In his satirical first novel, Paul Beatty -- a prominent hip-hop poet who's been lauded by the likes of Henry Louis Gates, Jr. -- presents a very unique character indeed. Gunnar Kaufman comes from a long line of African-American men who, at first glance, might be deemed a disgrace to their race. Well, okay, at second glance, too: His family tree includes a manservant so loyal no one had the nerve to tell him that his white master was dead; a first-generation-free artist who sought inspiration in a return to the slave lifestyle; a music promoter of white acts that ripped off Motown and R&B groups; and his father, who works proudly, wholeheartedly and unconflictedly for the LAPD.

Gunnar has his own problems: his mother "rescues" him from a life of Santa Monica privilege (Generation X style -- picture a smart, ironic boy who listens to Henry Rollins and hangs out with bar-mitzvahed surfers) and plops him down in inner-city L.A. They live near a "bustling Italian intersection, without the Italians" -- but with gangs, guns and girls sporting towering, sculptured hairdos who love to kick his ass.

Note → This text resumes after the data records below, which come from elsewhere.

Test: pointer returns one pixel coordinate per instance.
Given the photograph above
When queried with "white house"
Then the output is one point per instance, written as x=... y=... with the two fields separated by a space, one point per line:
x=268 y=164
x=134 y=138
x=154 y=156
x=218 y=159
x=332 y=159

Gunnar manages to survive, albeit with some formidable -- nay, mythical -- tools. These include a devastating basketball dunk; his terse, tragicomic poetry; and the love of what can only be termed a postmodern posse -- a Mishima-worshipping star ball player; an honorable, crossbow-carrying gangbanger named Psycho Loco; and a sassy, quickwitted Asian mail-order bride. If all this sounds a bit over the top and too clever for its own good, it is. But you'll barely notice that among Beatty's many humorous ambushes. (I found myself making those strangulated-sounding yips and barks that tend to embarrass in public. Yip rate: one about every two pages.)

Beatty's brilliantly twisted parodies of racial stereotypes are a marvel, as is his fast-paced, yet disciplined, writing style: "Mrs. Schaefer spat off the names like salted peanut shells. 'Wardell Adams?' 'Here.' Varnell Alvarez?' 'Aqui.' 'Praise-the-Lord Benson?' 'Yupper.' 'Chocolate Fondue Edgerton?' 'That's my name, ask me again and you'll be walking with a cane.' 'I don't know how to pronounce the next one.' 'You pronounce it like it sounds, bitch. Maritza Shakaleema Esperanza the goddess Tlazoteol Eladio.' 'So you're here?' 'Do crack pipes get hot?'"

No matter how fast and furious the laughs, it's clear that Gunnar's constant parlaying of life's sow's ears into silk Prada bags (he attends Boston University; his poetry provokes a profound new political movement) is really a fictional counterpart to Beatty's own survival m.o. "The White Boy Shuffle" leaves you with the stark realization that its hilarity comes at a high cost.